Condanniamo l’invasione russa dell’Ucraina. La decisione della Russia di abbandonare la diplomazia e invadere l’Ucraina non può essere giustificata ed è contraria al diritto internazionale e ai principi della Carta delle Nazioni Unite. La guerra non risolve i problemi, produce solo lacrime, morti, deserti di umanità e bacini di permanente rancore e odio tra i popoli. Deve essere fatto di tutto per arrivare ad un immediato cessate il fuoco. Vanno riaperti i canali diplomatici e non alimentato il fuoco con nuove armi, con il rischio di allargare il conflitto e di una guerra nucleare.

Siamo contro la guerra, senza se e senza ma. Lo eravamo quando la Nato bombardava la Serbia per imporre l’indipendenza del Kossovo e lo siamo oggi che la Russia invade l’Ucraina in nome dei diritti delle popolazioni del Donbass. Le analogie nella violazione del diritto internazionale sono fortissime.

Condanniamo l’espansionismo della NATO che ha deliberatamente prodotto una escalation irresponsabile. Siamo di fronte a uno scontro tra potenze capitalistiche che rischia di condurci alla terza guerra mondiale. Se oggi a morire sono gli ucraini e i russi, l’enorme costo economico e sociale lo pagheranno anche tutti i popoli europei mentre le industrie belliche accumulano profitti e il più costoso gas liquido statunitense si prepara a sostituire quello russo.

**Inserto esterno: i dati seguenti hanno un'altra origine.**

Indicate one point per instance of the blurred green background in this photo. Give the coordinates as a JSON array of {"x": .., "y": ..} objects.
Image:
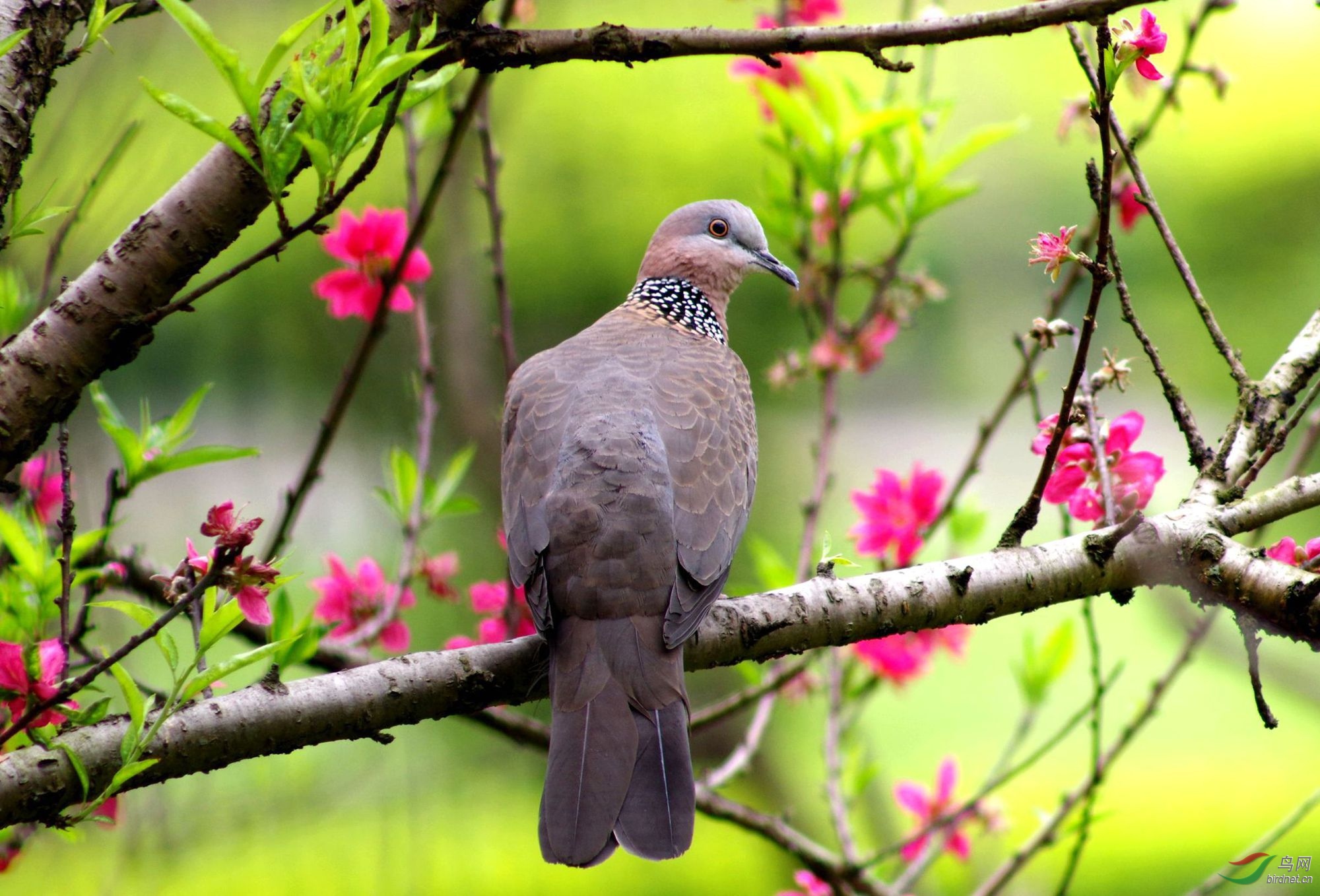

Più si inasprisce il conflitto e più ne saranno principali vittime i civili, che cadranno a causa dei bombardamenti, e le tante/i costrette all’esodo da profughi. Oggi, con chi fugge dall’Ucraina, l’Europa mostra un volto solidale. C’è da temere che a breve la loro vita subisca un destino simile a quella di coloro che fuggono da Bielorussia, Paesi Balcanici, Siria, Afghanistan, Iraq e Mediterraneo Centrale. Emerge in questi giorni un suprematismo bianco eurocentrico e razzista che considera “veri profughi” solo chi è vicino per cultura, religione, colore della pelle ed è vittima delle guerre degli altri.

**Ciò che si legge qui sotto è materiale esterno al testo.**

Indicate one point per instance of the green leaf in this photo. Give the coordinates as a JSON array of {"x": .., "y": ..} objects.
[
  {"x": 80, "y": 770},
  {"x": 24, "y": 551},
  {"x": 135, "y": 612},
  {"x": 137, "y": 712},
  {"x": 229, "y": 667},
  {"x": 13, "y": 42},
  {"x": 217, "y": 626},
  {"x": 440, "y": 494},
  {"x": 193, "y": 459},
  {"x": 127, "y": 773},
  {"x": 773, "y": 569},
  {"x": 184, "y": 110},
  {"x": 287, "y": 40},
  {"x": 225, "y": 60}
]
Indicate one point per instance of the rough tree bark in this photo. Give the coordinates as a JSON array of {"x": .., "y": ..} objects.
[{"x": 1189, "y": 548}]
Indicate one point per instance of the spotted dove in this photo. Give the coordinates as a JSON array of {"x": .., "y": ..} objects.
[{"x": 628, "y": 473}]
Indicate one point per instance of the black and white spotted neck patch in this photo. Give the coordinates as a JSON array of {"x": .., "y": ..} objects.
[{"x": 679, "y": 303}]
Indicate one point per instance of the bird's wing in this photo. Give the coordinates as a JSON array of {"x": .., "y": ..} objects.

Un’incessante martellamento mediatico cerca di strumentalizzare i sentimenti di solidarietà e umanità per trasformarli in consenso per le scelte di guerra dei governi. E questo accade in Russia come nei paesi occidentali. Si assiste alla criminalizzazione di coloro che tentano di dare una informazione più articolata del conflitto. Esprimiamo una forte preoccupazione per il clima di caccia alle streghe che si respira in tutta Europa ed anche in Italia nei confronti delle voci critiche e indipendenti nell’informazione e gli attacchi che hanno colpito persino l’ANPI. Respingiamo le accuse di essere a favore di Putin rivolte a chi come noi cerca di fermare la spirale della guerra e
critica chi la alimenta. Rifiutiamo l’indecente ondata di russofobia e ostracismo contro la cultura russa che non favorisce il dialogo tra i popoli e offende innanzitutto chi in quel paese sta esprimendo il proprio dissenso nei confronti della guerra.

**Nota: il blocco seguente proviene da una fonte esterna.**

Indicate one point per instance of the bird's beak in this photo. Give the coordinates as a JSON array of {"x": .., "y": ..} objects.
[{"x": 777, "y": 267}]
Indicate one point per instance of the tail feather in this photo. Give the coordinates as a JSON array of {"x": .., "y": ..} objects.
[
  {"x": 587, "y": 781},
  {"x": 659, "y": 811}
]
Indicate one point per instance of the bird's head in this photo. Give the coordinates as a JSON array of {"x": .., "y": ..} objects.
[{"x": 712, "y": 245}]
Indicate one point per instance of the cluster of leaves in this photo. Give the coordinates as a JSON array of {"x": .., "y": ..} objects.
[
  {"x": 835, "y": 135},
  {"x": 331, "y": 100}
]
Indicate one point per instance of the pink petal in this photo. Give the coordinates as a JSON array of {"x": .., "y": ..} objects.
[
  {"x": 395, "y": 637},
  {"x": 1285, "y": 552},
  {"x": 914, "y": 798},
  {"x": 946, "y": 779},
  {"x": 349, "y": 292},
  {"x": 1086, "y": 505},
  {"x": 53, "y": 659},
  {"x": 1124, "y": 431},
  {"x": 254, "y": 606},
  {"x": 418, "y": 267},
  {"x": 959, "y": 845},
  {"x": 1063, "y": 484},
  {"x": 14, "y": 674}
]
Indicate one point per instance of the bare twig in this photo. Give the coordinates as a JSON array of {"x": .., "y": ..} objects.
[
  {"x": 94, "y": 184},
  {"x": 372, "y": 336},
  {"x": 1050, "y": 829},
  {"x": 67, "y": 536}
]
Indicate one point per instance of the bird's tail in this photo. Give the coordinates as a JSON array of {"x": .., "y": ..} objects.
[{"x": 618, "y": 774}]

Non ci arruoliamo e non mettiamo l’elmetto in testa. Restiamo umani. Rifiutiamo la propaganda di guerra con cui – per l’ennesima volta dopo Iraq, Jugoslavia, Afghanistan, Libia, Siria – si sta manipolando l’opinione pubblica e si sta alimentando l’isteria bellicista.

Rivendichiamo gli ideali dell’internazionalismo socialista e comunista che – con i principi della nostra Costituzione nata dalla Resistenza – continuano a essere la nostra bussola in un mondo che il capitalismo precipita di nuovo nella guerra.

Non c’è da contrastare solo l’inammissibile aggressione militare decisa da Putin.

Di fatto la NATO sta portando avanti una guerra per procura contro la Russia strumentalizzando il popolo ucraino che viene armato per far impantanare Putin in un nuovo Afghanistan nel cuore dell’Europa.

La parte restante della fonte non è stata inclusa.